New research from SAP Concur reveals the extent to which UK employees are working from anywhere (WFA) without telling their employer, with the majority (54%) agreeing it would be easy for them to incorrectly report the number of days that they work abroad.
Like other behaviours – expense fraud for example – this seems to be well known to violate rules but still perceived as socially broadly acceptable. This could well be due to a knowledge gap regarding the implications of WFA secretly as 10% of employees are concerned about penalties for themselves or their employer because they unconsciously neglected tax regulations whilst WFA, for example.
Employees that WFA without telling their employer are tactically covering their tracks, with nearly two in five (36%) admitting they avoid social media activity to hide their location to colleagues. Almost half (44%) admit to applying a virtual background to cover up their real location, and a third (32%) work unsociable hours to account for time zone differences.
Key findings from the survey of 835 HR decision-makers, 835 finance decision-makers and 1,670 employees:
- More than half (59%) of employees would be willing to accept a reduction in salary to be able to permanently work from anywhere
- Forty-six percent cite WFA as a key perk in the workplace, with it ranked above other core benefits such as pension contributions (27%)
- With its value clear, employees are already doing it on the sly as over one in three (36%) – the highest globally (with second place at 28%) – employees have knowingly WFA (i.e. remotely from a different country) without telling their employer over the past 12 months
- Six days is the average number of days that employees have knowingly WFA in the past year without telling their employer
What can be done?
- Employees have a good understanding of their company’s WFA policies, as 65% of employees understand how often they are allowed to work remotely from anywhere, and the same number understand what they can and can’t expense whilst working remotely from anywhere
- Seventy percent of employees understand how they should be reporting the number of days they work remotely from abroad
- However, there is a gap in employee knowledge around the tax implications – with only 10% of employees considering penalties for themselves or their employer because they unconsciously neglected tax regulations whilst WFA as a top risk.

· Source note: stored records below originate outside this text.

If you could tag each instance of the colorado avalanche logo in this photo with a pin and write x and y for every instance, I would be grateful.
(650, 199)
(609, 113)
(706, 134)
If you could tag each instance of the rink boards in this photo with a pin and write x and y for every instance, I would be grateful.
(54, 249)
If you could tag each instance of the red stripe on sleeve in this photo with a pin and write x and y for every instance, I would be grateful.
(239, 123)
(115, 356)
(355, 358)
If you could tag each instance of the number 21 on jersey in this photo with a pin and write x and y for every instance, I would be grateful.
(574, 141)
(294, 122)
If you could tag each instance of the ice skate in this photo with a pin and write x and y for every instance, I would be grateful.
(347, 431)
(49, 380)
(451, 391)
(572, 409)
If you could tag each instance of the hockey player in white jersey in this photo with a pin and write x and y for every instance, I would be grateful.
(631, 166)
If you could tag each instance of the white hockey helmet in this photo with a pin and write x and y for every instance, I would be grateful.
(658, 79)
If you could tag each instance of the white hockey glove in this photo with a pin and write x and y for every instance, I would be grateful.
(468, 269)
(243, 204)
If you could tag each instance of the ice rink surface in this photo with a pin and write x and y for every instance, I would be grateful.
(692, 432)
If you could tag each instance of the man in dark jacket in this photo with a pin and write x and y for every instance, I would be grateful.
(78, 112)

- Leaders are far more concerned – with 71% of finance leaders concerned about employees WFA due to tax implications
- Leaders strongly feel that adjusted business processes and better expense management technology are required to allow employees to feasibly WFA, with most HR leaders (66%) believing they need to roll out more training to make it feasible.
- Sixty-seven percent of finance leaders believe they would need to make significant changes to finance processes (e.g., tax and compliance) within the business to make WFA feasible.